Tunggu... aku melihat masa depanku, dan melihat masa
depanmu. Disana. Masing-masing disamping kita. Kita... tidak bisa.
Sama sama terjebak dalam masa depan yang memborgol . bisa
saja direntang sampai putus, tapi siapa mau hancur. Aku dan masa depanku,
masalaluku dan masadepannya. Bergandeng tak tentu, mengaku satu tapi semua
hanya bual. Bohong. Bukan. Kita yang satu. Bukan aku-masadepanku, ataupun
masalaluku-masadepannya.
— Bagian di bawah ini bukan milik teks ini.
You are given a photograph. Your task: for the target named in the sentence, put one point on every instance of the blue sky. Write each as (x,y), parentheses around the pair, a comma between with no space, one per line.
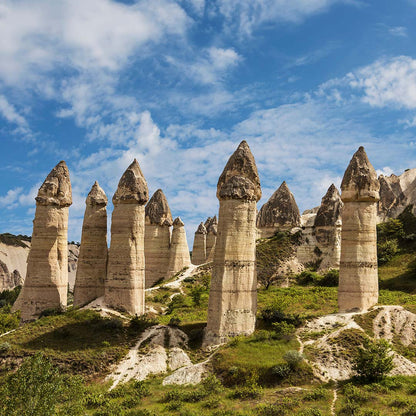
(178,84)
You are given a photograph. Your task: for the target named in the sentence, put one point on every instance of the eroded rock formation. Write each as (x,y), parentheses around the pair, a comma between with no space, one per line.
(212,230)
(199,250)
(157,238)
(327,231)
(92,261)
(46,282)
(124,286)
(233,292)
(179,251)
(279,213)
(358,275)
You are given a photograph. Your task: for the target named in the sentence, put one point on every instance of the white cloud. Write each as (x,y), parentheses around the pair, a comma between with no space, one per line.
(79,34)
(399,31)
(8,111)
(387,82)
(250,15)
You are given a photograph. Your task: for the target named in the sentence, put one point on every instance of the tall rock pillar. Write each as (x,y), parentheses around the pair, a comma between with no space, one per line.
(199,250)
(212,230)
(157,238)
(179,251)
(92,260)
(124,286)
(233,294)
(46,282)
(358,274)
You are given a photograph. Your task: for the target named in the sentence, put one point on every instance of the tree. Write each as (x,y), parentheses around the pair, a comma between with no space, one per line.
(374,360)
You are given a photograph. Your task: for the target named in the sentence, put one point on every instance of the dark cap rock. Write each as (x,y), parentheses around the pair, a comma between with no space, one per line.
(331,208)
(240,179)
(96,196)
(201,229)
(280,210)
(56,190)
(360,179)
(132,188)
(158,211)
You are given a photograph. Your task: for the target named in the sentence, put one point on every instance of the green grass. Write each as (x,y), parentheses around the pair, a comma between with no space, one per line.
(79,342)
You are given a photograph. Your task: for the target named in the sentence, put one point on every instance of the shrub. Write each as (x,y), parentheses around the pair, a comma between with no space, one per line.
(247,392)
(293,359)
(374,360)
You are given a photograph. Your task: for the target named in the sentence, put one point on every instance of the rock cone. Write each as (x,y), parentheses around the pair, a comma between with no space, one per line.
(92,260)
(358,275)
(157,238)
(199,251)
(328,229)
(233,293)
(124,286)
(279,213)
(46,282)
(179,251)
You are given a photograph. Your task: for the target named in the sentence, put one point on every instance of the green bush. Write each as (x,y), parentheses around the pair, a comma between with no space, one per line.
(374,360)
(293,359)
(38,389)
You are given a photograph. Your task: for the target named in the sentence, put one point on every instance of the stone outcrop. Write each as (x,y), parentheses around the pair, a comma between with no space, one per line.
(233,293)
(279,213)
(327,231)
(358,275)
(199,250)
(124,286)
(179,251)
(157,238)
(46,282)
(212,229)
(396,193)
(92,262)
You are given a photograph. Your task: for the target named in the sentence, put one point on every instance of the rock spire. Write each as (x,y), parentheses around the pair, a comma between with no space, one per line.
(199,250)
(279,213)
(124,286)
(46,282)
(233,293)
(358,275)
(92,260)
(157,238)
(179,251)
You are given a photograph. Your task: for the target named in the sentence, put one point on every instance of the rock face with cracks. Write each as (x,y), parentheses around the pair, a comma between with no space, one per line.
(158,220)
(212,230)
(199,250)
(358,274)
(279,213)
(124,286)
(46,282)
(327,231)
(92,260)
(233,293)
(179,251)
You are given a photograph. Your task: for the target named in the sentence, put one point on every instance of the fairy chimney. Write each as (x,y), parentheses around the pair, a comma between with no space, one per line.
(211,238)
(358,274)
(157,238)
(279,213)
(92,260)
(233,292)
(179,251)
(327,230)
(46,282)
(124,286)
(199,250)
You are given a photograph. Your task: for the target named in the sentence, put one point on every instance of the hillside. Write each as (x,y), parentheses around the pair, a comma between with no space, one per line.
(299,361)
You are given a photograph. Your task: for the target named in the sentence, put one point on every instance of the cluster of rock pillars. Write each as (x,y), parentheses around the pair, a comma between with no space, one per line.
(143,250)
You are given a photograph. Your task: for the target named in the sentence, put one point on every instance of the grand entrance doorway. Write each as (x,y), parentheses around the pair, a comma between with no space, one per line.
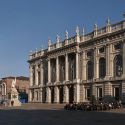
(61,94)
(71,93)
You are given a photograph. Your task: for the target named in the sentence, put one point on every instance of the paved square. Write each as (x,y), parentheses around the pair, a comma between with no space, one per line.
(60,117)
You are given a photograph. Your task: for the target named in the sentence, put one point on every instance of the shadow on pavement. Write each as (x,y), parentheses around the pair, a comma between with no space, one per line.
(60,117)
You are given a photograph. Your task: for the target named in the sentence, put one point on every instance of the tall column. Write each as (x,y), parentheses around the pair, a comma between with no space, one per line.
(56,94)
(36,73)
(124,59)
(77,65)
(96,64)
(66,67)
(66,94)
(41,67)
(83,67)
(49,72)
(31,76)
(57,69)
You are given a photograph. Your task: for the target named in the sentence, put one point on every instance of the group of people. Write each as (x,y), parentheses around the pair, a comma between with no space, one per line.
(89,106)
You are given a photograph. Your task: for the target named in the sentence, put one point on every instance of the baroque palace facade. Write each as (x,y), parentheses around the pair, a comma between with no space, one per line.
(80,67)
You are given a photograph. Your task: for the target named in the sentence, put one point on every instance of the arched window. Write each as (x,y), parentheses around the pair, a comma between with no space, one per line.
(90,70)
(118,65)
(102,67)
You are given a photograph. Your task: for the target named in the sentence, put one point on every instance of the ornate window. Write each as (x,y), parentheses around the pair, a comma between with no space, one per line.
(118,66)
(90,70)
(53,71)
(45,72)
(102,50)
(72,68)
(62,70)
(117,46)
(87,93)
(102,67)
(33,71)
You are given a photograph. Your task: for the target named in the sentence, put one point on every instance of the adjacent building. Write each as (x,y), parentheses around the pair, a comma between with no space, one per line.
(80,67)
(22,86)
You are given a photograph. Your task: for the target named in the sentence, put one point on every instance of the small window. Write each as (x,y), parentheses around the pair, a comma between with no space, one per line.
(117,46)
(101,50)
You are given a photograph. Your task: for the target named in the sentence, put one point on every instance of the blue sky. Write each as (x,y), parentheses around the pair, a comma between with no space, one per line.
(26,25)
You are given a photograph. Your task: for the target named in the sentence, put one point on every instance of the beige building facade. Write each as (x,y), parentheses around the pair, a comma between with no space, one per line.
(80,67)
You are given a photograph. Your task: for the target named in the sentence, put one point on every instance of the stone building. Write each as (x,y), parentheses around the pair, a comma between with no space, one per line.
(80,67)
(22,86)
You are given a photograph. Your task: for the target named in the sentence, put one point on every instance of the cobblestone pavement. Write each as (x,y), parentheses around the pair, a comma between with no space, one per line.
(49,115)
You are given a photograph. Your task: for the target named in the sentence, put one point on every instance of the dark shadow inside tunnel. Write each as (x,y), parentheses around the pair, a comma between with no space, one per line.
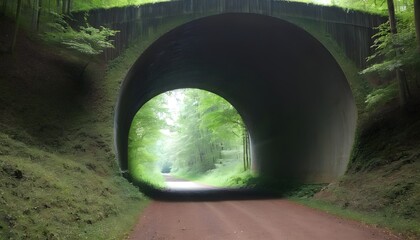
(290,91)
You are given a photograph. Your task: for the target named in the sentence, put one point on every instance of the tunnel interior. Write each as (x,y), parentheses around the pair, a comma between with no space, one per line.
(289,90)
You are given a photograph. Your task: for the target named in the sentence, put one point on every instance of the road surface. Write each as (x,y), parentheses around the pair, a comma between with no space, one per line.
(263,219)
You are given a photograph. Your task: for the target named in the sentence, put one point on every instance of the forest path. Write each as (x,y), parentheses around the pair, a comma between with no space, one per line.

Harusnya kita.
Beranjak dari segala romansa pilu ini. Katamu. Seandainya bisa, aku juga ingin berhenti. Tapi nyatanya tidak bisa. Harus
bergerak maju dijalan masing-masing yang tak tahu sampai kapan harus kita
lakoni. Terlalu kuat mata ini saling menatap tajam. Terlalu erat tangan ini
saling mencoba melepaskan. Tak bisa. Tak semudah itu berpisah dengan kesan masa
lalu yang buruk, yang mengaku buruk, dan berharap menjadi sesuatu yang bukan
lagi buruk. Tapi salah waktu, salah.
Terlanjur basah tercebur dengan separuh hati yang lain.
Separuh yang bukan separuh. Separuh yang tidak bisa dikatakan nyata, tapi bukan
juga rekayasa. Terpaksa harus memerankan peran masing-masing dengan baik.
Sehingga dimata jagat raya, kita luar biasa. Tampak tak ada gores setitikpun
menyongsong hari bersama masa depan masing-masing yang baru. Tapi sama-sama
teriris pilu saling memandang membayangkan kalau itu kami yang melaju.
Entah sampai kapan akhir dari masa lalu ini terkuak.
Memberantas semua kisah pahit dan manis yang tak kunjung mendeteksi rasa nyata
hasil perbuatan semua kerancuan ini. Siapa yang berhenti memanggil, siapa yang
berhenti menarik, siapa yang berhenti berusaha, siapa yang berhenti jatuh
cinta. Siapa? Belum tahu.
Kapan? Tidak tahu.
Tak pernah harus selalu berbicara. Dengan fasih koneksi yang
menghantarkan. Berhenti atau tidaknya bisa dirasakan. Tapi sejauh ini garis itu
belum terputus. Guncangan itu belum terbujur kaku. Terang itu tak pernah
berhenti memancar. Selayak mercusuar yang selalu terjaga, gelapnya dunia,
pejamnya mata, dan matinya rasa, tak pernah sekuat ini mendeteksi perasaan yang
ditimbun begitu dalam. Karena seberapa dalampun semua itu terkubur, kita saling
membangkitkan tak mau mati.
ps: menulis tercepat. rekor 2 halaman dalam waktu 8 menit. hebat.